Dan Arp chats with Chelsea Carnes, a junior in nutrition science with a chemistry minor and a student in the University Honors College. (Photo: Dennis Wolverton)
Dan Arp chats with Chelsea Carnes, a junior in nutrition science with a chemistry minor and a student in the University Honors College. (Photo: Dennis Wolverton)

“Research” means more than laboratory science and engineering. It includes creative endeavors in the arts and humanities. And as dean of the University Honors College, I have found few experiences more fun and rewarding than getting to work with students on projects covering every imaginable subject. In the Honors College, we have made research the capstone of the undergraduate experience in the form of a senior thesis. My colleagues will probably agree with me that there is something special about being there at that “aha” moment when students discover what an experiment is telling them or find their interpretive voice through a musical composition or literary work.
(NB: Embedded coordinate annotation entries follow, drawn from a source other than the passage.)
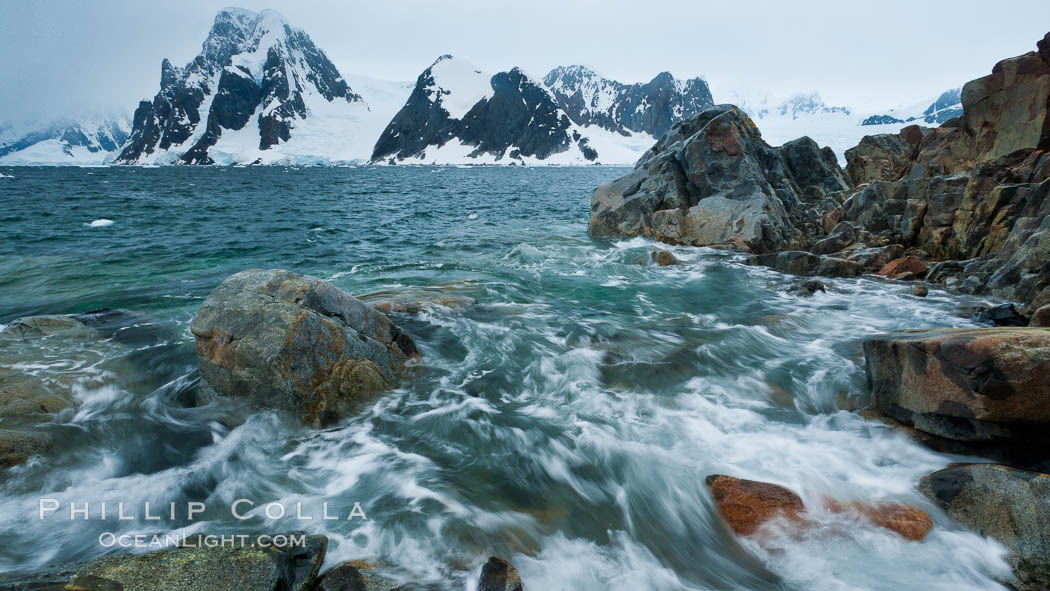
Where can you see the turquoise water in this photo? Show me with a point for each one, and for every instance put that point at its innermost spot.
(565, 423)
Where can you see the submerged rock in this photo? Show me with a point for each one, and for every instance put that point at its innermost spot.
(806, 288)
(17, 446)
(663, 257)
(965, 384)
(499, 575)
(357, 575)
(747, 505)
(1009, 505)
(1003, 315)
(67, 353)
(296, 343)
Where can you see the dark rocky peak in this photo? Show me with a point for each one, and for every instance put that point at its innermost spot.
(650, 107)
(250, 62)
(505, 115)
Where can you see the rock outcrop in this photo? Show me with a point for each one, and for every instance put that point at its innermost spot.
(196, 567)
(1009, 505)
(747, 505)
(982, 386)
(499, 575)
(968, 198)
(414, 301)
(296, 343)
(712, 181)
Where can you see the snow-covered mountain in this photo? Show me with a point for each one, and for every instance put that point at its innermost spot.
(948, 105)
(85, 141)
(651, 107)
(458, 113)
(838, 127)
(260, 91)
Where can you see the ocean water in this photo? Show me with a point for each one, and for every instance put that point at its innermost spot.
(565, 423)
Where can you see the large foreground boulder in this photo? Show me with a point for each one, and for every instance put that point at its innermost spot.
(965, 384)
(712, 181)
(296, 343)
(970, 197)
(1009, 505)
(198, 567)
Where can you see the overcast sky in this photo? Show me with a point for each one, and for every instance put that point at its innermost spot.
(75, 55)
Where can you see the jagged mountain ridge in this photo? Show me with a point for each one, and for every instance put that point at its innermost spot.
(457, 112)
(651, 107)
(254, 71)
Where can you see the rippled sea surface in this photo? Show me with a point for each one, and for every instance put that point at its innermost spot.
(566, 423)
Chelsea Byrd (OSU B.S., Microbiology, 2001; Ph.D., Molecular and Cellular Biology, 2005) is a great example of a student who benefited from an undergraduate research experience. Chelsea works for SIGA, a Corvallis biotechnology company, where she designs countermeasures for infectious diseases. She discovered her passion for research as an undergraduate in my laboratory as she helped sort out how bacteria can degrade environmental pollutants. Chelsea also gives back to her alma mater by serving on the Board of Directors of the OSU Alumni Association.

Connecting the Dots

Few academic experiences have such long-lasting benefits. Studies, including the National Survey of Student Engagement (Indiana University), consistently reveal the positive effects of a research experience. For example, students who do research are more likely to stay in school, to experience diversity and to view their entire undergraduate experience more positively. They gain confidence and become better communicators. Classroom learning becomes more real as it gets put to use in the laboratory or in primary source analysis. Research experiences have even greater impacts on members of underrepresented groups.
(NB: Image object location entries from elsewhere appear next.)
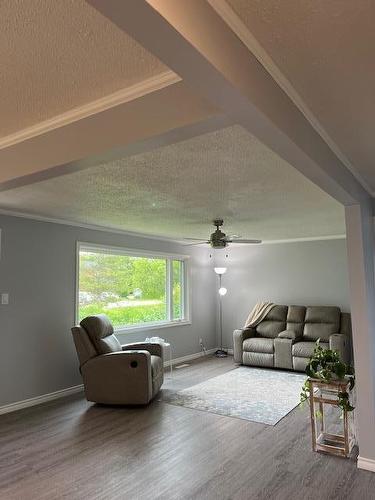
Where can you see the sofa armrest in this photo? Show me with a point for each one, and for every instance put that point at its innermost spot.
(289, 334)
(122, 377)
(238, 337)
(153, 348)
(340, 343)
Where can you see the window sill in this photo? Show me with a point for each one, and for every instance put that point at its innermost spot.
(153, 326)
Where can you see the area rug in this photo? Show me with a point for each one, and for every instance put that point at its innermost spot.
(255, 394)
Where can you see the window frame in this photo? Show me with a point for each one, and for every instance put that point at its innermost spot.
(131, 252)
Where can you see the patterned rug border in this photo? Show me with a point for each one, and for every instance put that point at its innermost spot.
(167, 397)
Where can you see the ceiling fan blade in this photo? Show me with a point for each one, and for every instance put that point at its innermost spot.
(194, 239)
(200, 242)
(250, 242)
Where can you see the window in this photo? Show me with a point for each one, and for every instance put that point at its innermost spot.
(133, 289)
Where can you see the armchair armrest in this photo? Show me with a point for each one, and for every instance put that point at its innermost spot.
(340, 343)
(155, 349)
(289, 334)
(238, 337)
(122, 377)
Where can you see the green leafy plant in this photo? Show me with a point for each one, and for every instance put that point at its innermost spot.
(325, 365)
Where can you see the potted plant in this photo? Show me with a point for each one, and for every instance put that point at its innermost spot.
(325, 365)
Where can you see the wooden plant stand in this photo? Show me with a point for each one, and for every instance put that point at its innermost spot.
(324, 395)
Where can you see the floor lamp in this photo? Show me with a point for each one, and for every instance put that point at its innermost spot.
(221, 353)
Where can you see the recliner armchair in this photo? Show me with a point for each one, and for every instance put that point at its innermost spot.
(129, 374)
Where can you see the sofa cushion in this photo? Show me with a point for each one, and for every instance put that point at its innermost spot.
(289, 334)
(257, 359)
(295, 319)
(306, 349)
(273, 323)
(321, 322)
(257, 344)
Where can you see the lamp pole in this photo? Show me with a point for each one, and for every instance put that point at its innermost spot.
(221, 353)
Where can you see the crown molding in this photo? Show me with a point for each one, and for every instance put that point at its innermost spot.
(179, 241)
(243, 33)
(122, 96)
(307, 239)
(92, 227)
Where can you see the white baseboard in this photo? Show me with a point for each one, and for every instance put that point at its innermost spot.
(19, 405)
(366, 464)
(26, 403)
(189, 357)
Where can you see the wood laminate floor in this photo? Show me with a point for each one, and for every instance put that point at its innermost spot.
(75, 450)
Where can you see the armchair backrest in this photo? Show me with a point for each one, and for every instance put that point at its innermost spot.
(100, 332)
(273, 323)
(84, 346)
(321, 322)
(311, 322)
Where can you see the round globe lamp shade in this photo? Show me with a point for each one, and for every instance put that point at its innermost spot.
(220, 270)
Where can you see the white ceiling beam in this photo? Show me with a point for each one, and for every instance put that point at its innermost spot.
(123, 123)
(195, 42)
(172, 136)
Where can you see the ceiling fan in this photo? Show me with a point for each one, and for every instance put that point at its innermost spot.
(218, 239)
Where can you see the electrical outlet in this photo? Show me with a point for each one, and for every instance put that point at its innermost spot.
(5, 299)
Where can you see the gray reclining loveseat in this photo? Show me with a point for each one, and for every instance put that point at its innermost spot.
(287, 336)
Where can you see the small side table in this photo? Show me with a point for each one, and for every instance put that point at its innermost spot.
(339, 440)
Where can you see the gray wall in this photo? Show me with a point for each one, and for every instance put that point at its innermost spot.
(307, 273)
(37, 268)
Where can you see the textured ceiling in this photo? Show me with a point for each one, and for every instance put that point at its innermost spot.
(59, 54)
(326, 50)
(177, 190)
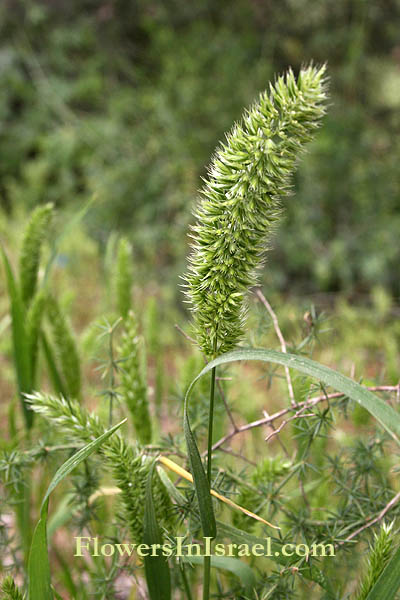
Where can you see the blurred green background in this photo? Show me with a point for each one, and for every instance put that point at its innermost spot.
(126, 100)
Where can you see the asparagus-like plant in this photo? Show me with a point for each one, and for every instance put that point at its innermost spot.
(133, 386)
(247, 178)
(123, 278)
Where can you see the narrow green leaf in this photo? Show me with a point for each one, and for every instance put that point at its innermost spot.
(20, 339)
(311, 573)
(383, 412)
(69, 227)
(234, 565)
(39, 586)
(389, 582)
(200, 480)
(156, 567)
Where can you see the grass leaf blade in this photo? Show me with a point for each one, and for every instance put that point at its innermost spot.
(234, 565)
(156, 567)
(38, 565)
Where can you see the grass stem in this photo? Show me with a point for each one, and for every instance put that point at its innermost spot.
(207, 559)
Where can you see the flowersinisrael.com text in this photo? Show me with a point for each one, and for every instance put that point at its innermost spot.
(93, 546)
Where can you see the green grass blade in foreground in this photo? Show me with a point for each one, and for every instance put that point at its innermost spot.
(234, 565)
(383, 413)
(389, 582)
(200, 479)
(156, 567)
(20, 339)
(38, 566)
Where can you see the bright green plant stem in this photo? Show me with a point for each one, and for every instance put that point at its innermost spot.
(207, 559)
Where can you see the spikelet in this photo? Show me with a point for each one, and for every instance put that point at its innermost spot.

Research is one of the most effective ways to help students move from lower-order thinking skills — remembering, repeating, understanding — to higher-order skills — creating, analyzing, evaluating. Students also learn to work independently but as part of a team; they learn to collaborate. These skills and experiences are increasingly vital to professional success. Graduate and professional schools expect that students will have had independent research experience, and employers are more likely to hire an individual equipped with the advanced skills developed in research.

Oregon State University provides many opportunities for undergraduates to do research. With more than 1,000 professors working in diverse disciplines, research at OSU is not just about white lab coats and test tubes. Our “laboratories” include estuaries and open seas, farm fields and forests, art studios and music practice rooms. Through these varied experiences, students learn about more than the world around them. Most importantly, they learn about themselves.